Alec.....in the corner.....covered in blood. I rushed over and stared healing him. Why did he do this to himself? Doesn't he see how much he means to everyone. Sure his parents are a pair of dicks, so much so I don't know why they are mad at him for being gay. I thought he was over it. Was it me? Did I do something wrong? Alec please wake up and tell me what happened. Please. Please. Please. I need you.

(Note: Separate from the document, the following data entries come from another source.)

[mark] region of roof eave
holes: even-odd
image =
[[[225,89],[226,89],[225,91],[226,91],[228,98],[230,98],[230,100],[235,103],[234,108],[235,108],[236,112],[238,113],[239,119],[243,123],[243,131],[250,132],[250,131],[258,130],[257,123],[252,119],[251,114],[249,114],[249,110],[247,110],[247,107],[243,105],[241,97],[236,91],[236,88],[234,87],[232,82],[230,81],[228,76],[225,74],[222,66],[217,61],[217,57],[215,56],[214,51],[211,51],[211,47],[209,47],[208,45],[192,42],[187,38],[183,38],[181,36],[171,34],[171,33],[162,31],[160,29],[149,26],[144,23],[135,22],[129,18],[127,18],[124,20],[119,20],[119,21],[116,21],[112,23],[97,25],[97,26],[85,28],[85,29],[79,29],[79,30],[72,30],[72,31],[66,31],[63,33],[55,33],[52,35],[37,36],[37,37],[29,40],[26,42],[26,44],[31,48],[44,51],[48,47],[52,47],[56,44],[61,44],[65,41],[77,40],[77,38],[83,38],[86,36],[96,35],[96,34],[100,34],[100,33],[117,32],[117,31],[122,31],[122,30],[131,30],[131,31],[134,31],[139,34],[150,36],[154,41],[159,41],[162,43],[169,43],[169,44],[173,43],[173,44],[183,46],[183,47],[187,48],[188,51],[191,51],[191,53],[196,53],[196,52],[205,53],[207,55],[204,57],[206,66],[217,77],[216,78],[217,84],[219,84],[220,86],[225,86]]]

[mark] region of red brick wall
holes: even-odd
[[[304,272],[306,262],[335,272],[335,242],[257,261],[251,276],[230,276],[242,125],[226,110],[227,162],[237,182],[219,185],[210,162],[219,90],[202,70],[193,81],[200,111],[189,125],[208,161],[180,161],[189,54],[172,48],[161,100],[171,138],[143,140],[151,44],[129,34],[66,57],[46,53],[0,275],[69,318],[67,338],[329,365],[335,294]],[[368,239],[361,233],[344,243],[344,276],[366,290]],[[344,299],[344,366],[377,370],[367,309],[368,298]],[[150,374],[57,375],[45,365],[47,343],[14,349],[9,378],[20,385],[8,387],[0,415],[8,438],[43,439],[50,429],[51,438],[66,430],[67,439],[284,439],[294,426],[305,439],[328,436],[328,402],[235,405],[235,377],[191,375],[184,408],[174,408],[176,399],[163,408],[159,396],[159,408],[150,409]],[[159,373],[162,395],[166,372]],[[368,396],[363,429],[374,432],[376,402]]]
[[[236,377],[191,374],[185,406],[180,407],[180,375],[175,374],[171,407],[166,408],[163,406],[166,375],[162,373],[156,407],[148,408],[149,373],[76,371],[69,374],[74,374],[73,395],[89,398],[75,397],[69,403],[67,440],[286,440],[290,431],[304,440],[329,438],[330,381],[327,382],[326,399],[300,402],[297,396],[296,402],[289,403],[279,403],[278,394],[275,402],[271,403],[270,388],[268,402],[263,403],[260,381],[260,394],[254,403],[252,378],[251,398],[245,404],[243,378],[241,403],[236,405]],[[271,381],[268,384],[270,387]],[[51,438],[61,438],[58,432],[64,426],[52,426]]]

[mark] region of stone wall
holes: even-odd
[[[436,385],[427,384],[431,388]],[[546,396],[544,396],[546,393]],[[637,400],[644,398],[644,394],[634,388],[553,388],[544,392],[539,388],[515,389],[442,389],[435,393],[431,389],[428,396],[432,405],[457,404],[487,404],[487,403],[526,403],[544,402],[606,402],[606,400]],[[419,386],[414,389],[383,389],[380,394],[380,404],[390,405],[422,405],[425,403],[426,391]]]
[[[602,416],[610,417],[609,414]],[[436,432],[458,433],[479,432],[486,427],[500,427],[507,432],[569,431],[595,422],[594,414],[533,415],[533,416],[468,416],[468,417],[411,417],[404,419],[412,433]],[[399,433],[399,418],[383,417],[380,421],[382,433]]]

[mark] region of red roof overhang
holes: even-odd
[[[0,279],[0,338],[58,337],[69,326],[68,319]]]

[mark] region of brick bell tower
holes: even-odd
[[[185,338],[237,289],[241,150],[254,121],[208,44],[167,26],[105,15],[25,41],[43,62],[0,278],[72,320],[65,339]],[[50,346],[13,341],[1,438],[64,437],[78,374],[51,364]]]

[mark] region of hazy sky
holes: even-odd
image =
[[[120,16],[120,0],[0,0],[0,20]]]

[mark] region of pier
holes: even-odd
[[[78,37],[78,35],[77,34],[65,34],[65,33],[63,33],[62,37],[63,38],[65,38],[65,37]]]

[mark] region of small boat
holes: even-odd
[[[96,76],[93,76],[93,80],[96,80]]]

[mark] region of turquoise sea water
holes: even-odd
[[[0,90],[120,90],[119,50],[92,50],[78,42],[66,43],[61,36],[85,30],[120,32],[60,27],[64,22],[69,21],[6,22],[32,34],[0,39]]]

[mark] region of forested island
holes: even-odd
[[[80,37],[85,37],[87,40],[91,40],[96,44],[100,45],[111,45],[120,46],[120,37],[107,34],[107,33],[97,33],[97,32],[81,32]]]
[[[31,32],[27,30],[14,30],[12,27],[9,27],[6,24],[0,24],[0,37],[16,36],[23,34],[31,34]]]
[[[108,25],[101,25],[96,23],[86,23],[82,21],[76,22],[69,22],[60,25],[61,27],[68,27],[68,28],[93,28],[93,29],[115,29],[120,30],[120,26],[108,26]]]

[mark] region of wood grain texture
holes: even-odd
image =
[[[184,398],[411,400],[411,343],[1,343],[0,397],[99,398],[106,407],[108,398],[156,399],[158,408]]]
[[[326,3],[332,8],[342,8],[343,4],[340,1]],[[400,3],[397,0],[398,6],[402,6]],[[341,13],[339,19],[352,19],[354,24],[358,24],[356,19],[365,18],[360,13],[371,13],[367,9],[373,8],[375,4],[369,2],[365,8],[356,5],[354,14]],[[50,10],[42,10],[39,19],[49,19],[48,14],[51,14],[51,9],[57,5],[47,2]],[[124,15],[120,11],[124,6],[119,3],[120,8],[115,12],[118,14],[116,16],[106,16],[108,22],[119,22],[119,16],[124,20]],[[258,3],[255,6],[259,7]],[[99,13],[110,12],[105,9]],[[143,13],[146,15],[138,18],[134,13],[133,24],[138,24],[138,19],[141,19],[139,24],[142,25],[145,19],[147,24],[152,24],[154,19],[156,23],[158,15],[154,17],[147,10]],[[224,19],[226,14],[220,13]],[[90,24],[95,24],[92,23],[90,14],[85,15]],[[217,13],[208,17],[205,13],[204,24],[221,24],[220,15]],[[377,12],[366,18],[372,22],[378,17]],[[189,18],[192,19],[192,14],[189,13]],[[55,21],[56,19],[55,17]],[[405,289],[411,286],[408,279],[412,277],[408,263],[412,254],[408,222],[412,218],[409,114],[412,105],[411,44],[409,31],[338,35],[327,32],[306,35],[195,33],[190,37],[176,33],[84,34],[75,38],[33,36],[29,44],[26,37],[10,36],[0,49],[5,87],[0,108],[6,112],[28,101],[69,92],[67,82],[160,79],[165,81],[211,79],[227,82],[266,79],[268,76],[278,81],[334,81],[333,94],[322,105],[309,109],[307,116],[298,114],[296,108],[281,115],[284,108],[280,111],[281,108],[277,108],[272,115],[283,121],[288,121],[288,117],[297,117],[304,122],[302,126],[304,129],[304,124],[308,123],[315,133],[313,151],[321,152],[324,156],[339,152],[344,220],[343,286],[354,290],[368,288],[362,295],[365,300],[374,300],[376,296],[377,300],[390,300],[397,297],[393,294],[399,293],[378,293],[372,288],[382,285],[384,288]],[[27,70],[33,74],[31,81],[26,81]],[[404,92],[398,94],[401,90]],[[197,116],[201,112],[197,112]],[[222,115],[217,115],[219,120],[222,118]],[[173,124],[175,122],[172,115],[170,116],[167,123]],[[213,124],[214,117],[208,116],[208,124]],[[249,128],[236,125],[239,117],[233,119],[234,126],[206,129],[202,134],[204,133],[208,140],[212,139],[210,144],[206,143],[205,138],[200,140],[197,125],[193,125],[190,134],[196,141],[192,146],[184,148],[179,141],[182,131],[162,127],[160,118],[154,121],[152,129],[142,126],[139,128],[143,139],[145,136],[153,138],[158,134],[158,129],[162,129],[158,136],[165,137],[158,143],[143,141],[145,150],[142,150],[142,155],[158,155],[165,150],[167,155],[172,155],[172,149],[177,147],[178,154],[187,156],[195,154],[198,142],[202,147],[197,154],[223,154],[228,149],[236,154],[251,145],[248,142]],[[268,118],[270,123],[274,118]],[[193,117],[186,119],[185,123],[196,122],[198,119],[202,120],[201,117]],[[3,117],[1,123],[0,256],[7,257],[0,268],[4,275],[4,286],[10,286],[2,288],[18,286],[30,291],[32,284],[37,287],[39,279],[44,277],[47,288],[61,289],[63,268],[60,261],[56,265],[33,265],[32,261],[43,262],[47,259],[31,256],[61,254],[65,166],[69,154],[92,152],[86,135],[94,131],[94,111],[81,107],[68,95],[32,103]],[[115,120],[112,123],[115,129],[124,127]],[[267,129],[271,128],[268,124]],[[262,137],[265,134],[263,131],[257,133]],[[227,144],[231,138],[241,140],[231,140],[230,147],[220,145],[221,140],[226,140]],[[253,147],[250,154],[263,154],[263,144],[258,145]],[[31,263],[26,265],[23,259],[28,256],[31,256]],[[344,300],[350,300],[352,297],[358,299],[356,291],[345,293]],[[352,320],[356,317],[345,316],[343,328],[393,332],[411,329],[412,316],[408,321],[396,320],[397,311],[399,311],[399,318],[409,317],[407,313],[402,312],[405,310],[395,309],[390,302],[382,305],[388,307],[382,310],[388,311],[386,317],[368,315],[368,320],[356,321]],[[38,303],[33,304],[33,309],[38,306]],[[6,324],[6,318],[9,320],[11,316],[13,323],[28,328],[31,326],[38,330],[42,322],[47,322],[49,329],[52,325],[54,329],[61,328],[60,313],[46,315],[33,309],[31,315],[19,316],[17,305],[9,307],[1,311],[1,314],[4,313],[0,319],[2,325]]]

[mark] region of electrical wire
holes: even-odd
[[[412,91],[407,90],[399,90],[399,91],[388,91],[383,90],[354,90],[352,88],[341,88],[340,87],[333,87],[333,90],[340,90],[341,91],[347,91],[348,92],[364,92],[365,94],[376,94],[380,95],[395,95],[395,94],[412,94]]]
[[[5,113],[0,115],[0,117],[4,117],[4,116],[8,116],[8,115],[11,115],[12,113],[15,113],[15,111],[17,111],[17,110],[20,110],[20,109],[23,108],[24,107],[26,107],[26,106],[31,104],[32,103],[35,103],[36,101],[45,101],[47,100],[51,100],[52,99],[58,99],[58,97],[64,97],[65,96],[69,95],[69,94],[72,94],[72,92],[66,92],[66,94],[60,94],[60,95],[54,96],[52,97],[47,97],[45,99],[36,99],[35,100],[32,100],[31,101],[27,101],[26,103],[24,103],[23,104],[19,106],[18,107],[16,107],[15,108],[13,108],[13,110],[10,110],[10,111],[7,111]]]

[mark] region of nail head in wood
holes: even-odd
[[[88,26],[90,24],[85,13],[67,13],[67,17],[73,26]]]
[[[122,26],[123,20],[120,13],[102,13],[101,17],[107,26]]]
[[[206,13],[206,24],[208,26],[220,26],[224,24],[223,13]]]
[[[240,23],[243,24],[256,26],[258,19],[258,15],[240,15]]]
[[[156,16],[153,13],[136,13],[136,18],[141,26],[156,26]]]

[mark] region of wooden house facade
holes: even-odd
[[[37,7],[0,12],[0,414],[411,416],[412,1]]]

I heard his breath hitch as his eyes flittered open. Thank Fuck (the best thing ever to do with him, EVER!!!!!!!!!). He started crying as soon as he was awoken. I grabbed him and pulled him closer, comforting him as best I could.

"Alec.........." I couldn't speak anything other than his name. Tears rushed  down my face. He was okay, well physically.

"I'm sorry. What ever I did. I'm so sorry." He said between sobs.

"What do you mean? You didn't do any thing wrong. I promise." I said still hugging him. I played with his hair between my fingers, calming him down slowly.

"Then why does my parents hate me and why do you want to replace me? I must of done something unforgivable that I shouldn't be here anymore." He started sobbing once again, into my shoulder.

"Your parents are full of shit for not liking the way you are, and why would I replace you. I love you. So very much." I whispered into his hair. "What happened?"

"I saw you......with her.....you weren't wearing anything.....why?" He said between sobs.

"Oh her, she was flirting with me, she pulled my shirt off, we talked. Nothing more I love you to much to do anything to hurt you. Or to loose you. You are the reason I love living again. You are everything to me. My home, my world, my universe. There is no one that would ever compare to you." I spoke softly and quietly. I need him to know how much he means to me.

"I'm sorry, I should have trusted you, I love you. I will only love you. That is why it hurt so bad. Nothing took away the pain except right now being with you. Please don't leave me."

"If I left you I would be the one dead, not you. Now let's get you and this mess cleaned up so we can kick everyone out. Then lets make some noise of our own," I said as I winked at him at the last part. I snapped my fingers, instantly cleaning up the mess.